Kitabın kahramanlarının başarı limiti kişiden kişiye göre değişebilir. Ayrıca özellikle Türkiye’ye yönelik kahramanların çoğunluğunun doğduğu eve bakarak sessiz, üniformasız, tuzu kuru olmayan Türklerden oluştuğunu söyleyebiliriz. Son olarak özellikle de hazırladığı pankartlarla uluslar arası haber kanallarına konu olan Beşiktaş Çarşı Taraftar grubunun lideri Alen Markaryan’ın mesleğindeki başarısıyla ilgili söyledikleriyle sizi baş başa bırakıyorum: “Beyin hep aynı yere odaklanınca güzel ve yaratıcı şeyler çıkıyor. Çünkü sabah akşam Beşiktaş’la yatıp kalkıyoruz. Sürekli buna odaklı düşününce başarılı şeyler geliyor. Diğer insanlardan farkımız şu; diğerleri için maç, 19.00’da başlar, 20.45’te biter. Oysa bizim için günün tamamı Beşiktaş! “ (s.183)
[1] Burada biraz uzun olacak ama anlatmak istediğimin daha iyi anlaşılmasına yönelik konuyla ilgili birkaç fıkra ve anekdotun yeridir herhalde. Öğretmen her zaman olduğu gibi sınıfta tek düze bir şekilde ses tonunu bile değiştirmeden dersini anlatmaya çalışır. Bir öğrencisinin uyuduğunu hemen fark eder. Kendisini uyarıp neden uyuduğunu sorar. Öğrencinin cevabı yerindedir: “Sen de bizim uykumuzu getirme”. Baba oğlunun okul başarısındaki hali karşısında yavrusunu sürekli akranları ve arkadaşlarıyla karşılaştırır. Günlerden bir gün her zaman ki gibi: “Arkadaşın filan, mahallemizden filanın oğlu, doktorluğu ve mühendisliği kazansın. Sende daha bir şey yoktur”, deyince oğlu dayanamaz, cevabı yapıştırır: “Baba, senin yaşındakiler Belediye Başkanı, Milletvekili, Bakan, Genel Kurmay Başkanı, Başbakan, Cumhurbaşkanı oldu da sen neden berber oldun.” Üçüncü bir anekdotu uzun yıllar önce bir yerde okumuştum. Tam olarak hatırlayamıyorum. Doğan Cüceloğlu, “aile içi sıcak ilişkiler” konusunda bir yerde seminer verirken kendisini kaptırır. Çok iddialı cümleler kurmaya başlayınca bir dinleyici dayanamaz. Hocaya şöyle seslenir: “Hocam her şey güzel de bu işler bahsettiğiniz kadar kolaydı da siz neden eşinizden boşandınız?” diye sorar. Bu anlattığım örnekler belki uç örnekler olarak görülebilir. Burada anlatılan olaylardaki cevabı verenler belki birçoğumuz tarafından haksız görülebilir. Ama burada öğretmenin, babanın ve hocanın konuşurken keskin ifadeleri, nasihat sınırında ölçüyü kaçırdıklarına şüphesiz hepimiz hemfikiriz.

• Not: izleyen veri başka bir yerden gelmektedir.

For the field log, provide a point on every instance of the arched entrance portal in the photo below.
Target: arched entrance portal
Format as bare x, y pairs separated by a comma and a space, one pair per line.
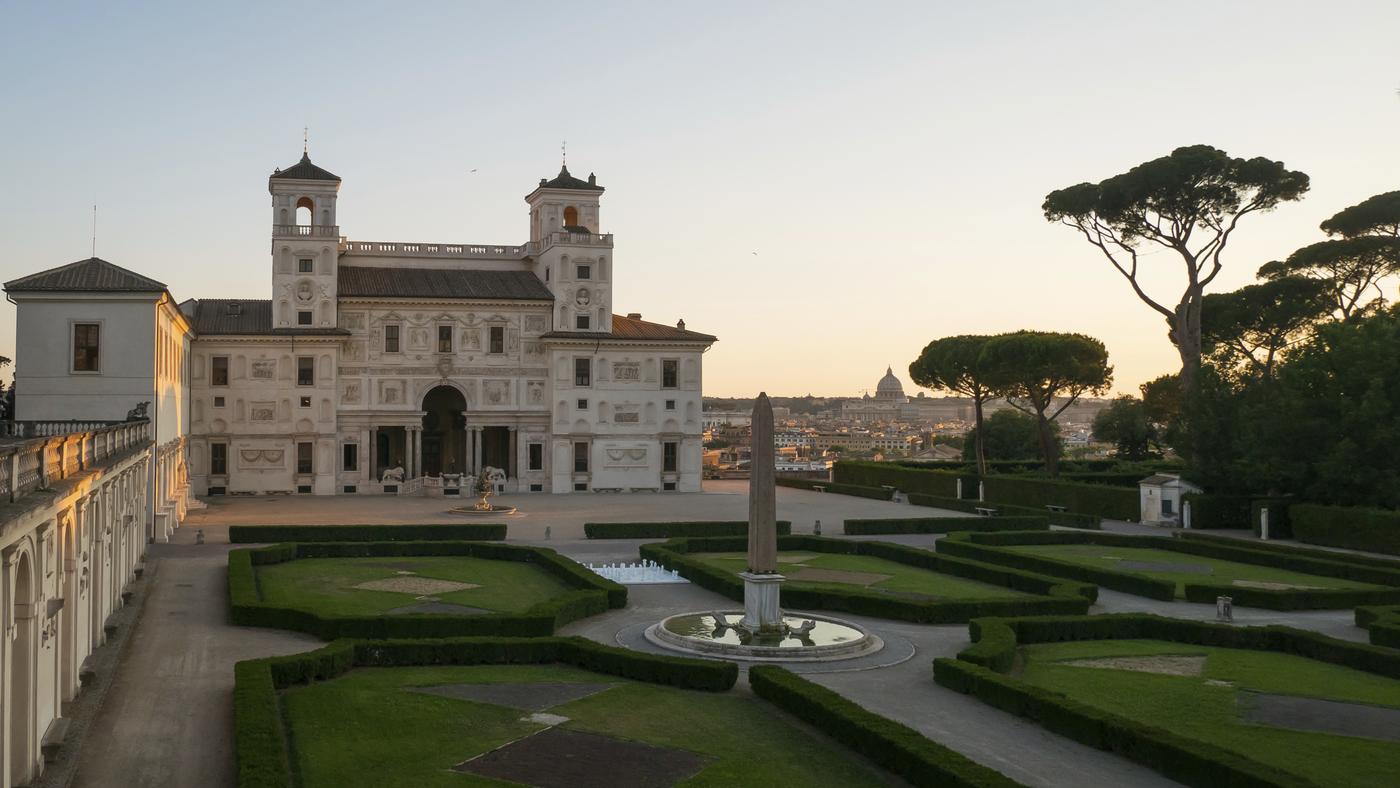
21, 676
444, 431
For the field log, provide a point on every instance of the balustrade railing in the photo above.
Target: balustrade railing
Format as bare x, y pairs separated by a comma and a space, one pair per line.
307, 230
51, 451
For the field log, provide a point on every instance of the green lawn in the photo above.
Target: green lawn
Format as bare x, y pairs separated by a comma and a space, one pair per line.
905, 580
364, 728
1190, 707
1222, 573
326, 585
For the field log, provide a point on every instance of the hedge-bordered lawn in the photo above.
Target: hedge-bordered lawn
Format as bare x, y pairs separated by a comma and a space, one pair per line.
903, 580
1208, 707
328, 585
1222, 571
368, 728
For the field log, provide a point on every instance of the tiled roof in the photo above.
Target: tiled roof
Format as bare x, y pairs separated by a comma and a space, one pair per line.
441, 283
634, 328
242, 317
566, 181
305, 171
90, 275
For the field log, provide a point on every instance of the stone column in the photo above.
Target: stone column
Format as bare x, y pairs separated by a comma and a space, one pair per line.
762, 580
513, 461
374, 454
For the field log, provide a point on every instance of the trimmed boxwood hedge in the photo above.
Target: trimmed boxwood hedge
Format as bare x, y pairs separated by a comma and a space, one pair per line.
979, 669
591, 595
989, 547
944, 524
261, 739
672, 529
1068, 519
1211, 511
1054, 595
426, 532
895, 746
864, 491
1374, 531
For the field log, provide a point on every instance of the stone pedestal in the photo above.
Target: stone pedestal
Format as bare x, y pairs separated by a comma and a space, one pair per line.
760, 602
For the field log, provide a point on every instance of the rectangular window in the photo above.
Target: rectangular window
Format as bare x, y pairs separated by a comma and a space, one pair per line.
86, 347
219, 373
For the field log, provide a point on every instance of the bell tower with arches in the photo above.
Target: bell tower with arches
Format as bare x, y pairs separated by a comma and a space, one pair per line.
304, 245
570, 254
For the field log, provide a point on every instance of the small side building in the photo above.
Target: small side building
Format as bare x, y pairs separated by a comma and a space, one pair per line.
1161, 497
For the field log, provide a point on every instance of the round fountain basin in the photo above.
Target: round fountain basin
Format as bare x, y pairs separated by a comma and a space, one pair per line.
473, 511
830, 638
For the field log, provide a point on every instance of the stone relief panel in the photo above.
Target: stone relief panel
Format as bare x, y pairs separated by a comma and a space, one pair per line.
391, 392
626, 371
625, 456
262, 459
497, 392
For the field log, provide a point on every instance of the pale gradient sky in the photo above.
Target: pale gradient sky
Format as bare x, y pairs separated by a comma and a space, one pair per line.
885, 160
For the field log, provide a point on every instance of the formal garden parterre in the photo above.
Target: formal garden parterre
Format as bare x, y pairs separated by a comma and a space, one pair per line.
1185, 568
1204, 704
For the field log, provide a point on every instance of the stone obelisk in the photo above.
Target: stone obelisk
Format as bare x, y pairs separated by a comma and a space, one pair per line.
762, 578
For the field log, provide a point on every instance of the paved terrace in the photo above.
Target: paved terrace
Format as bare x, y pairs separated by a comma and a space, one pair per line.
168, 718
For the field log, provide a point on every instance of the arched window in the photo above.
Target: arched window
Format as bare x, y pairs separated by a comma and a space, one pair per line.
305, 212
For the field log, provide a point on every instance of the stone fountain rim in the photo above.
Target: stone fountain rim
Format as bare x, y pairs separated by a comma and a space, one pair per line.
871, 643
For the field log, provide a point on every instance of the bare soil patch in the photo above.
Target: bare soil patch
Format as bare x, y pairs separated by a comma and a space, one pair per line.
1164, 664
812, 574
559, 757
416, 585
525, 696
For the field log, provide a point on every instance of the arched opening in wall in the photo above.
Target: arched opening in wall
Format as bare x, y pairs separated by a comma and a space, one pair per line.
444, 431
20, 727
305, 210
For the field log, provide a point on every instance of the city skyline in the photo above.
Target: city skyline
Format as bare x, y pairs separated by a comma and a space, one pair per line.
832, 210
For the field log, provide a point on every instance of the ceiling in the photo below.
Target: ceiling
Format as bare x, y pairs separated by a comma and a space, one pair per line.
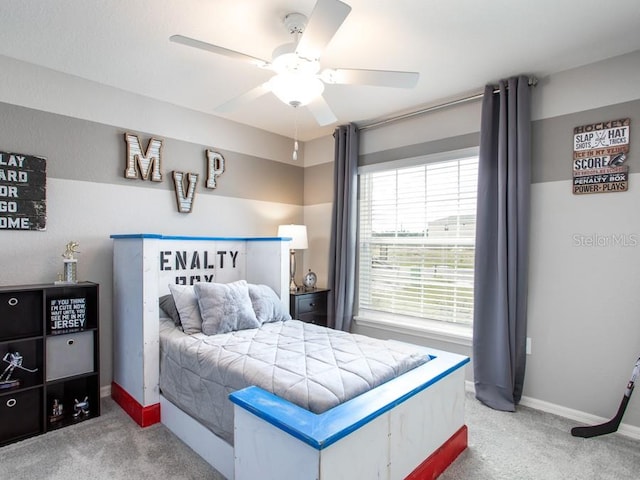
457, 46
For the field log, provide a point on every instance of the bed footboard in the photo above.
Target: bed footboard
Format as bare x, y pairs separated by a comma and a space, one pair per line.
410, 427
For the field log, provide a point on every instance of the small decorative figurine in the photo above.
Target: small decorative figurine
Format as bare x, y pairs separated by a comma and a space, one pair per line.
81, 408
310, 280
14, 359
70, 264
57, 411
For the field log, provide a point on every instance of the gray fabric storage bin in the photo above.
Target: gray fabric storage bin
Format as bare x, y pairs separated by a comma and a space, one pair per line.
69, 354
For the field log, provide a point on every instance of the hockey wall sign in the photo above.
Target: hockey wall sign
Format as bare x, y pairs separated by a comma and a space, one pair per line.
600, 152
23, 192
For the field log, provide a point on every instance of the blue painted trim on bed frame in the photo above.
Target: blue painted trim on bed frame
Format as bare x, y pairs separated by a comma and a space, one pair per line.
321, 430
181, 237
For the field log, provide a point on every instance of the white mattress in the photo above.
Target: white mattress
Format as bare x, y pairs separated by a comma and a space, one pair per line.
311, 366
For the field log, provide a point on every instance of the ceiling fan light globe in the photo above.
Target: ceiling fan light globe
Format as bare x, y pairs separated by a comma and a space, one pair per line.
296, 89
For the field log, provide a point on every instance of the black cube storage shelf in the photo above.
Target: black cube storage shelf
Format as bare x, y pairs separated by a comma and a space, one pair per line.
53, 328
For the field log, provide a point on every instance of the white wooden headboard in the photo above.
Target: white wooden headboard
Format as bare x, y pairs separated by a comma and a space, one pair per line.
143, 267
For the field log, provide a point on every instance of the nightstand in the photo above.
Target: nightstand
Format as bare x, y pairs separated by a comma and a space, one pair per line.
309, 306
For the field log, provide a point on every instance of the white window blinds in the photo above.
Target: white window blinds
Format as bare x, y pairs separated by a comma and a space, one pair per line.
417, 236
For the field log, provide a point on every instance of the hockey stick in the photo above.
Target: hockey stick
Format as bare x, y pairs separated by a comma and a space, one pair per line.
613, 424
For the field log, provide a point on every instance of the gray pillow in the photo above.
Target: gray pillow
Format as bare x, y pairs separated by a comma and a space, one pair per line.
267, 305
225, 307
168, 306
186, 302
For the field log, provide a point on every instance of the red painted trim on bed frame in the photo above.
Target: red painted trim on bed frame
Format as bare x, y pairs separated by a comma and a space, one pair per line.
444, 456
143, 416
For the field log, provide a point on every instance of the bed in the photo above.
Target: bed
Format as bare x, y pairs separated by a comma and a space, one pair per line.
406, 423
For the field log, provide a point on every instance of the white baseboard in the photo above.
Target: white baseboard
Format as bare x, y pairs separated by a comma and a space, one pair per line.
580, 417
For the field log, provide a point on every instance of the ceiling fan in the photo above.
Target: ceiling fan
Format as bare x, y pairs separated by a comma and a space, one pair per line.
298, 80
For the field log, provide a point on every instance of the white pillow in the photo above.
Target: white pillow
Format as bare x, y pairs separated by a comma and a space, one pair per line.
186, 302
225, 307
267, 305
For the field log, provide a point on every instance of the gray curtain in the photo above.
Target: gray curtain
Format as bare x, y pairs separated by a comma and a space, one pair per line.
342, 243
502, 244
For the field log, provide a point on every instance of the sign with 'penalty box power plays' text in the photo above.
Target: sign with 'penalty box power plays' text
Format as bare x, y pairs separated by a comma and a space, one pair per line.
600, 154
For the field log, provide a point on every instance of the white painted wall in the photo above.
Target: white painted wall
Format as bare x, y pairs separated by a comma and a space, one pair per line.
89, 212
584, 306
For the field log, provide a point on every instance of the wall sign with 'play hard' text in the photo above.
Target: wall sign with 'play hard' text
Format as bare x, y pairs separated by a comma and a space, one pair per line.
600, 153
23, 192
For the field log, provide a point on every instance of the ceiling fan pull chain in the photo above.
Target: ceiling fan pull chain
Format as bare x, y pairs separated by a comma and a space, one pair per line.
295, 134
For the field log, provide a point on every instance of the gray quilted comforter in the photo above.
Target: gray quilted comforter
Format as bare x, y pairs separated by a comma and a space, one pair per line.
314, 367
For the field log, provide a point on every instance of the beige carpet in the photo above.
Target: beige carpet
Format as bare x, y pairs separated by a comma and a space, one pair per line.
526, 445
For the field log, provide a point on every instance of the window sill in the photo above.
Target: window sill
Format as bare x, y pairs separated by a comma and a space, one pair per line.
434, 330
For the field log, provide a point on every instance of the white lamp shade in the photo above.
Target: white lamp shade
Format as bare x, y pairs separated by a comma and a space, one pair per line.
297, 234
296, 88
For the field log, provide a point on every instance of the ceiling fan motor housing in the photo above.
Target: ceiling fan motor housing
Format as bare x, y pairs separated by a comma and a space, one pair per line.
295, 23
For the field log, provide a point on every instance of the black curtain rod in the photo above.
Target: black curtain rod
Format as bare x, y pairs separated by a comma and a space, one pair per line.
476, 96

[2] Mümin Sekman, kadın yazarlar gibi özgeçmişine doğum tarihini yazmayanlardandır. Oysaki kadın yazarlardan farklı bir gerekçeyle yaşını belirtmiyor. Yaptığım mini araştırmaya göre doğum tarihi 1976’dır. Türkiye’de “Mümin Sekman” markasının doğumunun yirmili yaşlarda başı olmasına ben de çok şaşırmıştım.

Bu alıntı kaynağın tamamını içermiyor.